En la fiesta había, asimismo, algunas de esas estrellas, actores jóvenes, que era imposible que hubieran conocido a Buddy Vance personalmente, pero que se encontraban allí, sin duda, porque era la fiesta de la semana, el lugar donde convenía ser vistos, entre la gente con la que convenía ser vistos.
Grillo divisó a Rochelle al otro extremo de la sala, sumida en cumplidos y halagos. Toda una muchedumbre de admiradores se apretujaba a su alrededor, alimentándose de su belleza. Rochelle no miró hacia donde Grillo se encontraba; pero, aunque hubiese mirado, era dudoso que lo hubiera reconocido. Ella tenía el aire distraído, ensoñador, de la persona que está drogada con algo más que simple admiración. Además, la experiencia había enseñado a Grillo que su rostro era de lo más vulgar del mundo, como el de muchos otros y pasaba inadvertido. Tenía una cierta suavidad que él atribuía a la mezcla de sangres que corría por sus venas: sueca, rusa, lituana, judía e inglesa. Todas se anulaban unas a otras con bastante eficacia. Grillo era todo y nada. En circunstancias como aquéllas, esa idea le daba un extraño aplomo. Podía hacerse pasar por cualquier clase de persona sin infundir sospechas, a menos que diera algún
faux pas
de primera categoría, e incluso entonces se las arreglaba siempre para salir del apuro.

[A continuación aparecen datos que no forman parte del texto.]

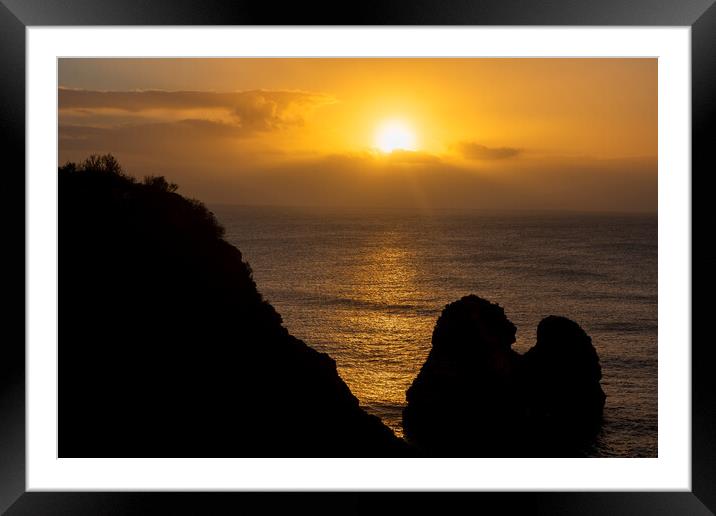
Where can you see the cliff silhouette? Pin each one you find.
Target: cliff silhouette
(166, 348)
(476, 396)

Aceptó una copa de champaña de uno de los camareros, y luego se mezcló con la muchedumbre, tomando nota mental de los rostros que reconocía; así como de los nombres de quienes acompañaban a esos rostros. Aunque nadie en toda aquella sala, excepción hecha de Rochelle, podía tener la menor idea de su identidad, Grillo recibía constantes, afables movimientos de cabeza de casi todos los que pasaban a su lado, e incluso uno o dos saludos con la mano de dos sujetos que, era de suponer, querían ganar prestigio a los ojos de aquellos que los rodeaban luciendo el número de personas a quienes conocían en tan deslumbrante reunión. Grillo fomentó esa ficción saludando con la cabeza a los que le saludaban con la cabeza, y con la mano a quienes se los hacían a él, de modo que, después de cruzar una vez la sala entera, ya sus curtas credenciales estaban firmemente aceptadas: era uno de los muchachos. Esto indujo a una mujer de unos largos cincuenta años a acercársele y arrinconarle con una cortante mirada y un retador:
—Bien, vamos a ver, ¿quién es usted?
Grillo no había preparado un
alter ego
detallado, como lo había llevado, por ejemplo, cuando asistió a la reunión de los neonazis, o a la del curandero por la fe, de modo que se limitó a decir:
—Swift, Jonathan.
Ella asintió, casi como si creyese conocerle.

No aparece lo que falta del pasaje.